Why tiny companies are suddenly going public for $4 a share
A Hong Kong noodle shop wants to sell you stock for $4 a share. So does an American tech startup you’ve never heard of, plus dozens of other little-known companies from around the globe.
More than 90 penny stocks have held IPOs so far this year, a bump from the 77 that did so in 2024. Penny stock IPOs are surging to levels not seen since the 1980s as a mix of commission-free trading apps, crypto-primed retail investors, and distracted regulators creates ideal conditions for small companies to tap U.S. markets.
While these ultra-cheap shares feel accessible compared to expensive Magnificent Seven offerings, the track record is brutal: Penny stock IPOs typically lose 60% of their value over three years, underperforming the broader market by roughly 90 percentage points, according to Jay Ritter, a University of Florida finance professor who has tracked IPOs for decades.
“On average, the investors lose their shirts,” Ritter said.
Penny stocks flourished in the 1980s until Nasdaq tightened listing requirements, and then they basically disappeared, according to Ritter. The SEC’s 1990 penny stock regulations proved effective at shutting down notorious firms.
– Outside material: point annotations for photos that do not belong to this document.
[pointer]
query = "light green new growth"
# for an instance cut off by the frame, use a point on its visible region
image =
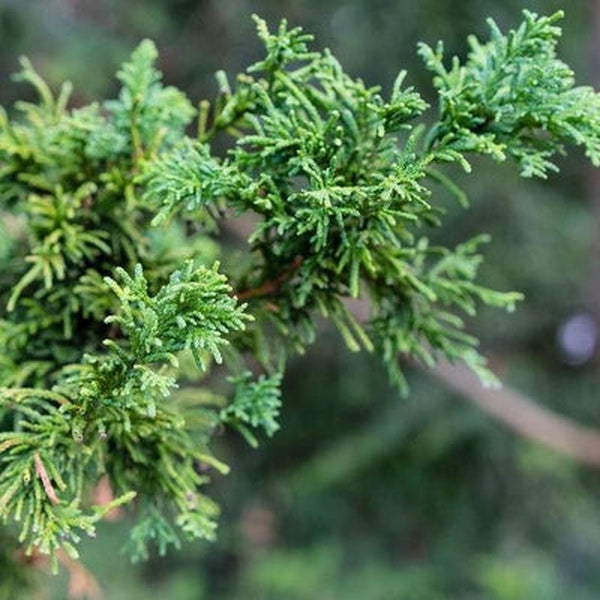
(109, 281)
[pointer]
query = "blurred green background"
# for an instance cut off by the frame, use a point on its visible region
(364, 495)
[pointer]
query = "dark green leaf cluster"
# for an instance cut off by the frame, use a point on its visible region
(514, 97)
(111, 221)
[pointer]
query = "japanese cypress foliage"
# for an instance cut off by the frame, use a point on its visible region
(133, 331)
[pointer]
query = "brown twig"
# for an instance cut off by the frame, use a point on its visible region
(43, 475)
(523, 415)
(271, 286)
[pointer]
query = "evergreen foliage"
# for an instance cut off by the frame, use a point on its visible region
(110, 283)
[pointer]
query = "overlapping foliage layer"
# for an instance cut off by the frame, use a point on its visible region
(115, 309)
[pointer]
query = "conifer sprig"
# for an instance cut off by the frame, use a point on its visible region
(111, 216)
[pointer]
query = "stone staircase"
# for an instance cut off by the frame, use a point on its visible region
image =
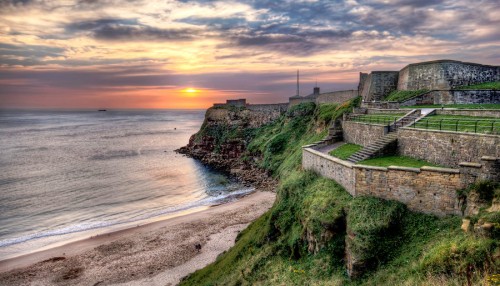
(374, 148)
(391, 137)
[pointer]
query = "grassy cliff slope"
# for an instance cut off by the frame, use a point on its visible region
(316, 233)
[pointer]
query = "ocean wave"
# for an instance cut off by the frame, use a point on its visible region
(129, 134)
(211, 200)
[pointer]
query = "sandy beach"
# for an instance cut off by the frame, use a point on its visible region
(158, 253)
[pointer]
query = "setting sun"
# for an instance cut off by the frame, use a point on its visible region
(190, 90)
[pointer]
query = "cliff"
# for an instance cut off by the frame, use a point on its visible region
(223, 139)
(316, 233)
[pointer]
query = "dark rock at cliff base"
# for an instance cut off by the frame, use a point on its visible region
(222, 142)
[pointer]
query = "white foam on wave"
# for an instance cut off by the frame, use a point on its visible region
(211, 200)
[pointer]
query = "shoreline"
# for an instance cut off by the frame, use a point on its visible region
(137, 253)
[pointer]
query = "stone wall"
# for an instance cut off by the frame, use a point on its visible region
(475, 96)
(281, 107)
(362, 133)
(329, 167)
(447, 148)
(445, 74)
(426, 189)
(336, 96)
(294, 100)
(487, 169)
(378, 84)
(381, 104)
(470, 112)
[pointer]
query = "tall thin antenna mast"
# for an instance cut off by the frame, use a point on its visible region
(298, 83)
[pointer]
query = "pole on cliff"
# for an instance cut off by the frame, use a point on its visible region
(298, 93)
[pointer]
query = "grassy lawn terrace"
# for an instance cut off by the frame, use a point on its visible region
(345, 151)
(457, 106)
(486, 85)
(486, 125)
(401, 161)
(400, 95)
(383, 118)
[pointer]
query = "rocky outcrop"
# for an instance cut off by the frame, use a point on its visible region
(222, 142)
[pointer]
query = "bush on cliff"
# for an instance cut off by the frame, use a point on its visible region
(301, 239)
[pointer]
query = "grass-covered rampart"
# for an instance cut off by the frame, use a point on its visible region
(302, 239)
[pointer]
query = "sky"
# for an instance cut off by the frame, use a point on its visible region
(190, 54)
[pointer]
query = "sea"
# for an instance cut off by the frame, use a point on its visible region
(67, 175)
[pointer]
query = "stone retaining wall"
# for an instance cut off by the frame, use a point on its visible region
(426, 189)
(447, 148)
(282, 107)
(336, 96)
(454, 97)
(470, 112)
(362, 133)
(329, 167)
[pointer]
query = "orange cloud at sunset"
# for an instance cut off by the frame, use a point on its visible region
(143, 54)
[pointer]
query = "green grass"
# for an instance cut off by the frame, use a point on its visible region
(401, 95)
(486, 85)
(460, 123)
(402, 161)
(301, 239)
(345, 151)
(381, 118)
(458, 106)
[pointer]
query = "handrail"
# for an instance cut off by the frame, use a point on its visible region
(464, 125)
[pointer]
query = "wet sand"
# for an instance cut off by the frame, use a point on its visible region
(159, 253)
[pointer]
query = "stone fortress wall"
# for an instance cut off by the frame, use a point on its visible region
(440, 77)
(377, 84)
(445, 75)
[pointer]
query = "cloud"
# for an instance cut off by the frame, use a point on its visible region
(237, 47)
(128, 29)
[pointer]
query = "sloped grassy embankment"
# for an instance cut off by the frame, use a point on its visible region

The numbers started creeping up in 2021, fueled by pandemic-era conditions that made speculative investing irresistible. Cheap money from near-zero interest rates, stimulus checks landing in bank accounts, and millions of bored Americans discovering commission-free trading apps like Robinhood created perfect conditions for a penny stock revival. What once required a sales pitch from a licensed broker now happens with a few taps on a screen.
A penny stock doesn’t necessarily mean fraud. The SEC defines penny stocks simply as stocks trading below $5 per share. However, the low barrier to entry has attracted both legitimate small businesses and questionable operators seeking to tap into U.S. capital markets.
Often, the problem isn’t outright fraud but structural issues, according to Ritter. An offer price of $4 per share might appear cheap, but when companies flood the market with shares, the total market value can exceed what the business can realistically support. The stock price then inevitably drops as the market corrects the valuation.
The scale mismatch is evident in this year’s penny stock pipeline. Many of this year’s penny stock IPOs come from small Chinese and Hong Kong companies that Ritter described as small restaurants and obscure manufacturers.
“These are like Hong Kong noodle shops, not Alibaba,” he said.
So how are these tiny businesses accessing U.S. capital markets with such ease? The SEC’s years-long focus on cryptocurrency enforcement has created an opening for penny stock promoters, according to Benjamin Schiffrin, Director of Securities Policy at Better Markets, a nonprofit advocacy group. While regulators pursued high-profile crypto cases, penny stocks flew under the radar.